Странники у костра (Шугаев) - страница 40

— Мы, Никодим Власыч, в поднебесье не парим. Мы в земле ковыряемся — как нас разглядишь?

— Зачем ты появился, Лесуков? Скулить? Или изнурять меня своим видом?

— Слышу, кричишь со столба — ну, я и побежал. Что-то не то, думаю, с Никодимом Власычем.

— Неужели иногда думаешь? Какой же ты бессмысленный человек Лесуков.
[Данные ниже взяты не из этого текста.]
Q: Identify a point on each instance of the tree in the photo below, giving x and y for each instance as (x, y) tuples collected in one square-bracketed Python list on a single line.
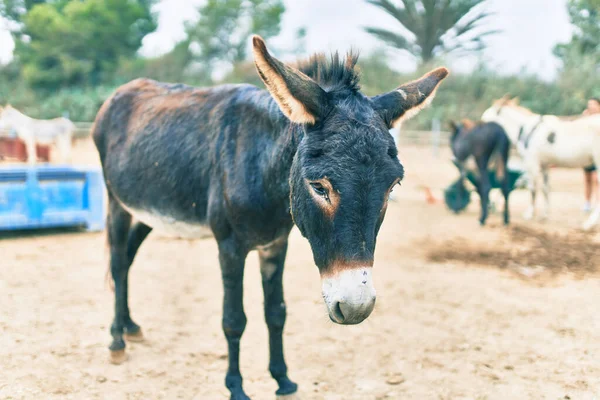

Он давно и настойчиво преследовал Лесукова за ничтожность, говоря крытовскими словами, его жизненного портрета. Заглядывал к Лесукову в парники, останавливал на улице, заходил в дом — и все для обличительного душеспасения Лесукова. «Хорошо, Лесуков. Давай обсудим еще раз, — начинал Крытов. — Трудолюбец ты — поискать, не разгибаешься с утра до вечера. Огурцов выращиваешь прорву, как колхозная бригада. Молодец. Дерешь ты за них втридорога, но это я могу не осуждать. Свежие, ранние людям полезны. Дорого, но полезно. А дальше все в твоей жизни бессмысленно. Денег тыщи, а ходишь в телогрейке. У старухи твоей сапог нет, все в одних опорках сквозит. Машины нет, детей нет, кроме парников, ничего не видишь. Где же смысл, Лесуков? Горбатишься, горбатишься, тыщам счет потерял — для чего?» Лесуков, вежливо покашливая, перебивал: «Ошибаешься, Никодим Власыч. Каждую копеечку, политую трудовым потом, помню». — «Толку-то в твоей памяти! Если бы ты ночами, скажем, в подполе пересчитывал свои ассигнации, перекладывал их из наволочки в матрасовку — я бы и то тебя понял. Скупой рыцарь из Древлева. Любимое занятие — считать ассигнации. Но ты ведь их все в сберкассе держишь. Весь город про твой капитал знает. Куда ты его копишь? На гробницу из мрамора?» — «Вот иду я в телогреечке, Никодим Власыч, по городу, а за спиной шепоток: Лесуков идет, сто тысяч, а может, уже двести на книжке лежит. И мне приятно, Никодим Власыч, что я — живой пример трудолюбия и бережливости». — «О, приятно ему. За спиной у тебя все пальцами у виска крутят: чокнулся, мол, на наживе». — «Ничего, я не обижаюсь, Никодим Власыч. Со временем поймут, что и Лесуков украшал древлевские улицы». — «Бессмысленная жизнь, Лесуков. Хоть бы одному сироте помог, в Фонд мира рублевку бы перечислил, городу бы завещал! Глаза закрыть — всего два пятака уйдет, жлоб ты этакий!» — распалившись, кричал Крытов. «Капитал сам себя показывает, — темно и строго отвечал Лесуков и тут же вворачивал свою слабенькую, покорно-ехидную улыбочку. — О сирых да обездоленных ты у нас все хлопочешь, Никодим Власыч. Нам еще далеко до твоего сердоболия. Ох, далеко». — «Пропадай в своем навозе, Лесуков. И шило свое для других побереги, меня не достанешь».